Song by Idina Menzel

from the album Wicked
- Released: December 16, 2003
- Recorded: November 10, 2003
- Genre: Show tune
- Length: 3:30
- Label: Decca Broadway
- Songwriter: Stephen Schwartz

= No Good Deed (song) =

2003 song by Stephen Schwartz

"No Good Deed" is a musical number from the 2003 Broadway musical Wicked. It is sung by Elphaba, the main character of the show. It is also included in the second installment of Universal Pictures' two-part musical film adaptation, Wicked: For Good (2025).

==Context and analysis==
Performed towards the end of Act Two, the song springs from Elphaba's rage over her continuously thwarted efforts to do good and her inner turmoil about her intention for doing so. It explores the ideas of goodness and wickedness that are central to the musical's theme. "No Good Deed" is sung while Elphaba believes Glinda has used her sister's death to lure Elphaba into being captured by the Wizard's Guard. Elphaba is distraught at being vilified by the Wizard's propaganda and the hatred of the citizens of Oz, so she decides she will no longer attempt to do good.

In the song, Elphaba lists what she perceives as her failures at goodness, including anger with herself over her love interest Fiyero, who is being tortured by the Wizard's guards in hopes he will reveal her whereabouts; the capture and incapacitation of her favorite teacher, Dr.

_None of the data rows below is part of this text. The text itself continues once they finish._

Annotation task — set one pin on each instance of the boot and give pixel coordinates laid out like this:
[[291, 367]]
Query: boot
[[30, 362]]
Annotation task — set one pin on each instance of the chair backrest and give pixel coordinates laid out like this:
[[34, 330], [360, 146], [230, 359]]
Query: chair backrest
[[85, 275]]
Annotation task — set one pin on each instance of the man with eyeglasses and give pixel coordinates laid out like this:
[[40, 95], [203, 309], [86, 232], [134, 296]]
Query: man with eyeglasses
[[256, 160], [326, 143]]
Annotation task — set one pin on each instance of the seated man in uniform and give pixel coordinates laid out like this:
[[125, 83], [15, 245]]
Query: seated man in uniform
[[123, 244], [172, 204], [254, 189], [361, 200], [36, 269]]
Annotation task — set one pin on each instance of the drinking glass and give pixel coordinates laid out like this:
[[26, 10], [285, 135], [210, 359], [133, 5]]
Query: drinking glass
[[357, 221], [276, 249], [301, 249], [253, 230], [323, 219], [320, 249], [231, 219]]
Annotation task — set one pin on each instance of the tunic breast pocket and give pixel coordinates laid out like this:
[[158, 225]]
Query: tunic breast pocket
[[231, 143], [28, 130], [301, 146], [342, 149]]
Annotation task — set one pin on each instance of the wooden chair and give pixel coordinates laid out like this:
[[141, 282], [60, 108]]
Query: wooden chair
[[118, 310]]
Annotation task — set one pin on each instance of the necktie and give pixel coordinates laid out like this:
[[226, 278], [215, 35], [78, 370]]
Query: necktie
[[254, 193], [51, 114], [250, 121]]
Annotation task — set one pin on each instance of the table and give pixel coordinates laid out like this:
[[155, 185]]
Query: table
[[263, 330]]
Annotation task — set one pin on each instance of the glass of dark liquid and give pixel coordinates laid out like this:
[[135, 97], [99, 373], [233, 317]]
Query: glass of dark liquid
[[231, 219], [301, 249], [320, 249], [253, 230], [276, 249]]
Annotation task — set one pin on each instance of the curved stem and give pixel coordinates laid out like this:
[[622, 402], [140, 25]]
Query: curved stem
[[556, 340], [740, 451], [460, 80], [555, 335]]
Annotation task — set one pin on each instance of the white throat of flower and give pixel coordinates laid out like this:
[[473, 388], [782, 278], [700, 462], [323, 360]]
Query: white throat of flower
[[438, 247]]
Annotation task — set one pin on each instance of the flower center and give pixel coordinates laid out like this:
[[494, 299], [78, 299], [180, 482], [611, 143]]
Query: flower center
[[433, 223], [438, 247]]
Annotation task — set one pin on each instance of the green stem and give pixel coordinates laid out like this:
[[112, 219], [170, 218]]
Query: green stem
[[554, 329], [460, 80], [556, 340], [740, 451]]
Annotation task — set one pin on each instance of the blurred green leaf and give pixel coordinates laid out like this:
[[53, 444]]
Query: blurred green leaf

Dillamond; and the death of her sister, Nessarose. It begins with Elphaba screaming "Fiyero," but instead of an unhitched scream, she sings a high note that is a minor second above the tonal centre of the song. This creates the effect of a scream, as the note is very high and dissonant, but is much more controlled and musical than an actual scream. It then moves into a chant of magical words making it the most chilling and foreboding of all the musical's numbers.

Schwartz has likened "No Good Deed" to an opera aria:
"It’s just written for a different voice type, and it’s not written to be sung amplified. So those are the two big differences. I mean, 'No Good Deed' is written for a belter—I suppose a mezzo-soprano could sing it. But the orchestra is so busy and obstreperous throughout that you have to have an amplified voice to carry over it, if you want to hear the words at all. But for instance there's a moment in 'No Good Deed' where she belts a big note and then there's a place where it suddenly gets pianissimo — she has to hit the note very loud and hold it, and then get very soft — and that's absolutely like something one would write in classical singing or an opera aria. Or the moment where she does 'Nessa, Dr. Dillamond,' and then sort of shouts out 'Fiyero' while the orchestra is sawing away at one of the motifs. I think it's structured very much like an aria but it's built to get a great big hand at the end with a big belted last note. So it's still very much musical theatre."

==Development==
Originally, it was sung by actress Idina Menzel, who is known for, as Ben Brantley of the New York Times describes it, her "iron strong larynx". Stephen Schwartz composed it specifically to showcase Menzel's belting talent, in addition to giving her a second-act solo song. Idina Menzel has been quoted as saying that this song was her favorite to sing in the show as it "reminded her of her Bat Mitzvah."

==Cynthia Erivo version==

English actress Cynthia Erivo performed "No Good Deed" as Elphaba in Wicked: For Good (2025), the second instalment in Universal Pictures' two-part film adaptation of Wicked, which was released on November 21, 2025. Her version of the song was released on the same day as part of the soundtrack album Wicked: For Good – The Soundtrack (2025) by Republic Records and Verve Label Group. One week prior to the film's release, a video was released featuring Erivo performing a "reimagined" version of the song while Misty Copeland dances to it.

===Charts===

Chart performance for "No Good Deed"
| Chart (2025) | Peak position |
|---|---|
| Australia (ARIA) | 81 |
| Canada Hot 100 (Billboard) | 85 |
| Global 200 (Billboard) | 95 |
| Ireland (IRMA) | 32 |
| Netherlands (Single Tip) | 17 |
| New Zealand Hot Singles (RMNZ) | 8 |
| UK Singles (OCC) | 17 |
| US Billboard Hot 100 | 56 |

==Other recordings==
The song, along with the rest of the musical, was translated into eight languages. Among these, the German version, sung by Dutch actress Willemijn Verkaik, was featured on the 5th and 10th Anniversary Wicked albums. In Willemijn's 10-year career in the show, she performed this song in three languages - German, Dutch, and English. In an interview, she said that for German and Dutch, this song was the hardest to sing in the musical, while this was not the case in English. Instead, the hardest for her was "The Wizard and I" in the English-language productions.